Côté robot, même constat. Le rouleau serpillère se retire aisément pour un petit passage en machine. Quant à la double brosse principale, elle s’est systématiquement débarrassée des cheveux longs pour rester propre comme au premier jour. J’ai du simplement surveiller l’encrassement du filtre du collecteur de poussière et nettoyer de temps en temps sous l’eau du robinet, le collecteur d’eau sale que le robot ne parvient pas toujours à correctement purger.


Un petit mot aussi sur les accessoires. Vous l’aurez remarqué, le nom de cet aspirateur robot est pourvu de la mention « Complete ». Cela signifie que la marque fournit tout le nécessaire pour assurer son fonctionnement sur une longue durée.

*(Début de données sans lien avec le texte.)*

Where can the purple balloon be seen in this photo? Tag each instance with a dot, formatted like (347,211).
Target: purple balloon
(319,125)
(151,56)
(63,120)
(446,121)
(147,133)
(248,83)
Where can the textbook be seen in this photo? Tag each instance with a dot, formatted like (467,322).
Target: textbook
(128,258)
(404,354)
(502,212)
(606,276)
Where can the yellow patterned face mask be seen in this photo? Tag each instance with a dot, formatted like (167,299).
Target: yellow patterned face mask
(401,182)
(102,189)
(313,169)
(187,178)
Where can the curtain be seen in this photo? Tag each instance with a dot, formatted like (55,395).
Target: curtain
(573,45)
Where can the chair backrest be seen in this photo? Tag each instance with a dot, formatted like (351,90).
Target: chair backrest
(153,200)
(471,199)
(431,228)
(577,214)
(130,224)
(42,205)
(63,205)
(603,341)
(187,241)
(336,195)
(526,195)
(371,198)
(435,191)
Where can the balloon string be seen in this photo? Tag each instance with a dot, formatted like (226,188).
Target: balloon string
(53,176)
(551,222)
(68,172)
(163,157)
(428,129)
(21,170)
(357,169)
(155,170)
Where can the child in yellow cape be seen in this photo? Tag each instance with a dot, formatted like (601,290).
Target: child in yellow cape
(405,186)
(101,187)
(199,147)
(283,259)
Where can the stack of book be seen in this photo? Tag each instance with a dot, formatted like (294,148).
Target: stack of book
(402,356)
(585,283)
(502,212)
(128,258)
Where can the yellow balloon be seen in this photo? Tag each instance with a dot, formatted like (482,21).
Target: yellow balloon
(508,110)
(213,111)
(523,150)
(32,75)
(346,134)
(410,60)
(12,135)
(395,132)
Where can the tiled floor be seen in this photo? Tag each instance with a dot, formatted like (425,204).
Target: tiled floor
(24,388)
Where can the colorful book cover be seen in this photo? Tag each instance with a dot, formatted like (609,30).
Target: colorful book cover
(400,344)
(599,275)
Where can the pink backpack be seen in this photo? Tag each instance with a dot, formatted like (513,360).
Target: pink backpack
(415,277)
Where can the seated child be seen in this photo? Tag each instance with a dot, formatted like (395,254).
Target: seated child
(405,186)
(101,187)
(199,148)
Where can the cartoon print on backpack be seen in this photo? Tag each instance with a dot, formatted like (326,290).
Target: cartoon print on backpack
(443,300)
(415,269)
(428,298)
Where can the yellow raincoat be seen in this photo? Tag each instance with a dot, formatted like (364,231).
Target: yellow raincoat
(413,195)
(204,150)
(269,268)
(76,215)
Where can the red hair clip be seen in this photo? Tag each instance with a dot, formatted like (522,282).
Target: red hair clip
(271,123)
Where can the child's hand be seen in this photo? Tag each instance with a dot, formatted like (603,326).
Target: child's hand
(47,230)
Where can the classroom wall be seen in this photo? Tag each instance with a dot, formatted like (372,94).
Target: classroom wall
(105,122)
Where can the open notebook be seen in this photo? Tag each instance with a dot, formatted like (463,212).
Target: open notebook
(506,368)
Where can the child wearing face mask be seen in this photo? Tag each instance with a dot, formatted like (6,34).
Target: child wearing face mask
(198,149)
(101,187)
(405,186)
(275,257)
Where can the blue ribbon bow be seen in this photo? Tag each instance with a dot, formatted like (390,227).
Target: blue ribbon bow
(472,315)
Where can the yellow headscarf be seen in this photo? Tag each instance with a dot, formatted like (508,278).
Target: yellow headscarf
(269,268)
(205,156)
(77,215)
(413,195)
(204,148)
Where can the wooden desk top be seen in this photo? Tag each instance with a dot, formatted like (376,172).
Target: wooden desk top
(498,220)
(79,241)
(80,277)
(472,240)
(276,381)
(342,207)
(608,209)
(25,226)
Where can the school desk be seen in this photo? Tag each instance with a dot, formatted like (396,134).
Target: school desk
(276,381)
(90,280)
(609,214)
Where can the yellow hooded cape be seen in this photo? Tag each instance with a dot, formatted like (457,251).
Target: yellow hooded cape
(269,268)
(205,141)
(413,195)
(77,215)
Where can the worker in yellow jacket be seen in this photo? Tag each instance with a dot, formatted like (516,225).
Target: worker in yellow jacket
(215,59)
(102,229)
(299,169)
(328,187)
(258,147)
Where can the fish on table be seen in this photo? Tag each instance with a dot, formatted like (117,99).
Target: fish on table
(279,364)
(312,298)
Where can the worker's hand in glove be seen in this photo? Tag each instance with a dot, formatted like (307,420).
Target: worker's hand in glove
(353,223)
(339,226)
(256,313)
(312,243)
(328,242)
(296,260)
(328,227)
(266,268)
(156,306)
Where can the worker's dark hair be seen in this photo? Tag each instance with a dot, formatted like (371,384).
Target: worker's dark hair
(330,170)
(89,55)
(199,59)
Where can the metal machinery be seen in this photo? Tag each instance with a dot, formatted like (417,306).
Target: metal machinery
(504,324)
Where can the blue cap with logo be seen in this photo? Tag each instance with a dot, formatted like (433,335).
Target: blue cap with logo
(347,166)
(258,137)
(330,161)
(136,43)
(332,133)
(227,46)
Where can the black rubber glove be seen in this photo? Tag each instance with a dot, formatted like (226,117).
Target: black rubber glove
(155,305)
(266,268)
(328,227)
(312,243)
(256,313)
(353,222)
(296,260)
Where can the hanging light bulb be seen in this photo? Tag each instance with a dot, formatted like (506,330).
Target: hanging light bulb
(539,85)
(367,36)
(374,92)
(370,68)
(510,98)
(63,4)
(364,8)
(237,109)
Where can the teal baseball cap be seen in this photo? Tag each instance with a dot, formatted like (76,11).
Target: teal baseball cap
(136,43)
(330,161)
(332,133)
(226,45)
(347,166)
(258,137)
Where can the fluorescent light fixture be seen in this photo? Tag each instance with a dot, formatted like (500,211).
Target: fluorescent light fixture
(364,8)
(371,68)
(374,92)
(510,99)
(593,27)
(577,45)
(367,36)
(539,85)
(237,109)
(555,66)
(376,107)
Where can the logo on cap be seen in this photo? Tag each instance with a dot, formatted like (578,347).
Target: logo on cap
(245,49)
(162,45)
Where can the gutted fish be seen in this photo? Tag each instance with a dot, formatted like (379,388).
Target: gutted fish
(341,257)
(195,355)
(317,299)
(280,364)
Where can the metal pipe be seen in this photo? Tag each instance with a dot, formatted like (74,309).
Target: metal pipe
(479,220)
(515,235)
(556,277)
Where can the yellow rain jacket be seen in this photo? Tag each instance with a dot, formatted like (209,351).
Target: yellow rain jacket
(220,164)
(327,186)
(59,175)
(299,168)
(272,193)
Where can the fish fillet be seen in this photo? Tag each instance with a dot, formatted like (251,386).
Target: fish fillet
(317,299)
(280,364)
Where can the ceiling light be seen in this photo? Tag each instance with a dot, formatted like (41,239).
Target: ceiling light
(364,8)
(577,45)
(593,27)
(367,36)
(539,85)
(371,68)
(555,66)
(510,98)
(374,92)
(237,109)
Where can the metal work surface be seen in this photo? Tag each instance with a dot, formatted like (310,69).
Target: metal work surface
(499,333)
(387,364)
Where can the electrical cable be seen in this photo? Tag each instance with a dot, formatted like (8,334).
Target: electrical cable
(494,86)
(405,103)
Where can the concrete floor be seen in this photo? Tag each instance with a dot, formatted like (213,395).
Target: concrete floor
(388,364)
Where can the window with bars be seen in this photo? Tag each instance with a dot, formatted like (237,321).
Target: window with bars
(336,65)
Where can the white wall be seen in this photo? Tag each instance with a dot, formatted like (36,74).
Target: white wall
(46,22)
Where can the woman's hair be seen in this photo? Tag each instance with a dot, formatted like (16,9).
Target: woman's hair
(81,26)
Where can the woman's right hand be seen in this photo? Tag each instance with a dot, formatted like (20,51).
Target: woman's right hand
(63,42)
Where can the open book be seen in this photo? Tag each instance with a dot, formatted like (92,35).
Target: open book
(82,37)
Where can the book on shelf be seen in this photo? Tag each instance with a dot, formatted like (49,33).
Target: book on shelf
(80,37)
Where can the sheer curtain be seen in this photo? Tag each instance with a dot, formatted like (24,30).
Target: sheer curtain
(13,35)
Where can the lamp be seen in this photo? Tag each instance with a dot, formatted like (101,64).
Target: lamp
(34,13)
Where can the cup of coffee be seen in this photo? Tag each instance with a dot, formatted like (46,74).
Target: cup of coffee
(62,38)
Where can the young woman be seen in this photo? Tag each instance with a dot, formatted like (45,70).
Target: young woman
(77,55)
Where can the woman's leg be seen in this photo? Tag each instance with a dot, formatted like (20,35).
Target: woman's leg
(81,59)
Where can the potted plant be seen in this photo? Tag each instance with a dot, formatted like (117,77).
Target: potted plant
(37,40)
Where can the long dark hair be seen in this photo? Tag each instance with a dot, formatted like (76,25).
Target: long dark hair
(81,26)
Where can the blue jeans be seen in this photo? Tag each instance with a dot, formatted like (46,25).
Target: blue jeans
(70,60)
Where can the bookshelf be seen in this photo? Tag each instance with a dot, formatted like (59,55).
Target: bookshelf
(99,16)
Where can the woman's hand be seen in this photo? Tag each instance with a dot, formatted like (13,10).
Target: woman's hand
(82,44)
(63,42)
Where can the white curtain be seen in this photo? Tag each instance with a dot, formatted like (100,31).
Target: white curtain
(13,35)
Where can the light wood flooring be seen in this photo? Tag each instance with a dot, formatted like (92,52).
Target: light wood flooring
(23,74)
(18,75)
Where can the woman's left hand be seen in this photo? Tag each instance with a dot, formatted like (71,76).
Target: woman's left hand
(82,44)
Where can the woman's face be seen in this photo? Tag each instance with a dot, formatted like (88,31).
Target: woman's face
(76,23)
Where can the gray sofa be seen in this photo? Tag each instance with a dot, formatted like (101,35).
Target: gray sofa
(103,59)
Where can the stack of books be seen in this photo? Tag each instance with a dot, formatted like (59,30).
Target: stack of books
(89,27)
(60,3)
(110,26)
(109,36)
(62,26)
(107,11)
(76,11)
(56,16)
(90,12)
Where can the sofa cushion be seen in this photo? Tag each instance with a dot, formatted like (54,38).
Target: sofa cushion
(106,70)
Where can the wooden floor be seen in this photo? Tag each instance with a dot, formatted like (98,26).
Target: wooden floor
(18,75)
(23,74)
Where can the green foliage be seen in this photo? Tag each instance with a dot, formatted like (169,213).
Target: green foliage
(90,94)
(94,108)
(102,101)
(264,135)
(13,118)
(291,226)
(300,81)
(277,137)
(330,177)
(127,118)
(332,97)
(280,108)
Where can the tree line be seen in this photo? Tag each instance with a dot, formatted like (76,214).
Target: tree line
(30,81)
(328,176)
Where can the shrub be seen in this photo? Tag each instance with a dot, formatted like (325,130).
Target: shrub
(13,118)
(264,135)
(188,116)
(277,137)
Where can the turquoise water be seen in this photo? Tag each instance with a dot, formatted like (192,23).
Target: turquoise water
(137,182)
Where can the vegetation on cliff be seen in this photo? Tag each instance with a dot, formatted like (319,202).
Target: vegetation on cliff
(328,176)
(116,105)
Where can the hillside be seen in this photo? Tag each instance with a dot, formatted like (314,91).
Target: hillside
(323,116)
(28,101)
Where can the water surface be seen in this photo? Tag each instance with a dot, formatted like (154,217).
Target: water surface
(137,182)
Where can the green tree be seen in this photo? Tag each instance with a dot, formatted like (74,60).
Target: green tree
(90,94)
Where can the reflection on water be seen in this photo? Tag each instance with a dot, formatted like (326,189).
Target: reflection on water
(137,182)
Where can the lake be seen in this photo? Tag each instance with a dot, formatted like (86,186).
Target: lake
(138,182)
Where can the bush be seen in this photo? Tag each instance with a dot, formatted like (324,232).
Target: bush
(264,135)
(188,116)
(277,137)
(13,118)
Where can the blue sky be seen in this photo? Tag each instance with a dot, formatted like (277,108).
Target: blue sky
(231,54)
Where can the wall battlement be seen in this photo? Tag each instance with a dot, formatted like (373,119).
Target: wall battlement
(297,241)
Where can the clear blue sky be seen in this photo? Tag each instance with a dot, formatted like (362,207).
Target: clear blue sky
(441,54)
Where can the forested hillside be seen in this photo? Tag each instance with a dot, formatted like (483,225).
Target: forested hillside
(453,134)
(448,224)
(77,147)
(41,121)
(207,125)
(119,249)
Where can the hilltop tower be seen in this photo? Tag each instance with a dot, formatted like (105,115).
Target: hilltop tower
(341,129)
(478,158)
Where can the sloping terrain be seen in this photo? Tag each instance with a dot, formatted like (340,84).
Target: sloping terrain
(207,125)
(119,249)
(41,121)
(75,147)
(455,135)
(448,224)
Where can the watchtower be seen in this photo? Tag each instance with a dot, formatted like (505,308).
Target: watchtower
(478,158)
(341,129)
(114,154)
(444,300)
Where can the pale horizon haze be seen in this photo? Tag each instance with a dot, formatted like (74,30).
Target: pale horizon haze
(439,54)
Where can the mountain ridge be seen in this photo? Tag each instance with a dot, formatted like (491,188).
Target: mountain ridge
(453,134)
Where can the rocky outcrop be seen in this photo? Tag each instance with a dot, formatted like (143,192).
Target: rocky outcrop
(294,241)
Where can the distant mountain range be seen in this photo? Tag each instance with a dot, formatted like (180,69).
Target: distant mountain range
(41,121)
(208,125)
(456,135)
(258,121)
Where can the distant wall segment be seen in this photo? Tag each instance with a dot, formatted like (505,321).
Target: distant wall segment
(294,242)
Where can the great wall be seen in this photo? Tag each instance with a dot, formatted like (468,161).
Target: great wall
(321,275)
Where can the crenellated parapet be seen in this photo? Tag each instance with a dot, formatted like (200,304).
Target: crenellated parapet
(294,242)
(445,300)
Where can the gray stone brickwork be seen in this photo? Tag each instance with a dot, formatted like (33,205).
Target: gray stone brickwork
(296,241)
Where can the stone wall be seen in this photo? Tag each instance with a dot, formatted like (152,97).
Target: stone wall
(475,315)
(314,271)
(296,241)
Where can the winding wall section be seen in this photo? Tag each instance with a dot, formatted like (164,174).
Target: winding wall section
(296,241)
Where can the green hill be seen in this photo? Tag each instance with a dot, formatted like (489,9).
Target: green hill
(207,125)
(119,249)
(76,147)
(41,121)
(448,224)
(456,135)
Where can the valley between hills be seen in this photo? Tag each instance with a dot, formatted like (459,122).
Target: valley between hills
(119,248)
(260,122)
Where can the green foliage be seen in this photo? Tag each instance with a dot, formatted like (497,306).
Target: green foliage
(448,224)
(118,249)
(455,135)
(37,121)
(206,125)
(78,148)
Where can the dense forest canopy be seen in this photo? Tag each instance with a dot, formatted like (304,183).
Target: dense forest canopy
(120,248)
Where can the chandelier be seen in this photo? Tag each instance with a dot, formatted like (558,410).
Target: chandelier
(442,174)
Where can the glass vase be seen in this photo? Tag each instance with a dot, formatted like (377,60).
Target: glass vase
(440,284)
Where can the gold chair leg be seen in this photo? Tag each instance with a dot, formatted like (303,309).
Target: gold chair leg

J’ai donc trouvé dans le carton trois sacs à poussière supplémentaires (un sac est déjà installé dans la station), deux brossettes de remplacement, trois rouleaux serpillère, un jeu de deux brosses principales, deux filtres pour le collecteur de poussière, un bidon de 1 litre de détergent classique et un flacon de détergent pour le nettoyage des zones pour animaux domestiques de 200 ml. Bref, de quoi être tranquille pendant au moins un an. Une belle idée que la concurrence, parfois très pingre de ce côté-là avec même pas un flacon de détergent fourni (Roborock, si tu nous lis…), devrait suivre.
Conclusion
Points forts
- Aspiration exceptionnelle
- Lavage des sols très efficace
- Entretien facile et peu fréquent
- Quantité de consommables fournis
Points faibles
- Lavage des coins et des bords approximatif
- Bruit en fonctionnement
- Mode CleanGenius perfectible
- Gouttes d’eau au sol après le lavage
- Bruit de la station
Note de la rédaction
Le Mova Z60 Ultra Roller Complete signe presque un sans-faute. La marque maîtrise l’aspiration, aussi bien sur sols durs que sur tapis et moquettes. La puissance revendiquée du moteur s’allie parfaitement aux performances de la brosse principale pour tout engloutir sans broncher. Quant au lavage, j’ai également apprécié l’efficacité de la technique du rouleau qui se révèle toujours pertinente et, de mon point de vue, supérieure face aux patins ou aux serpillères vibrantes. Les sols restent propres, les tâches incrustées disparaissent et la surface ne colle pas sous les semelles après séchage. Néanmoins, Mova doit encore améliorer la technique. La disparition du petit patin rotatif sur le flanc représente une lourde perte pour le nettoyage des bords des murs, sous les bas de porte et des appareils électroménagers. Le rouleau fait ce qu’il peut en se décalant mais la technique présente des limites physiques qui l’empêchent de faire mieux. Quant au mode intelligent CleanGenius, il mérite lui aussi quelques ajustements. Le comportement du robot dans des situations complexes, devant une tache fraîche, m’a fait sourire mais perdre aussi beaucoup de temps. Enfin, les ingénieurs vont devoir aussi se pencher sur la dispersion de gouttes d’eau sur le sol. Un détail gênant, notamment pour ceux qui disposent d’un parquet en bois brut. Le Mova Z60 Ultra Roller Complete mérite toutefois sa place dans la catégorie haut de gamme et figure parmi les modèles les plus performants du moment. Sans oublier le petit plus qui fait plaisir : l’abondance de consommables fournis. De quoi garder l’esprit tranquille pendant un long moment.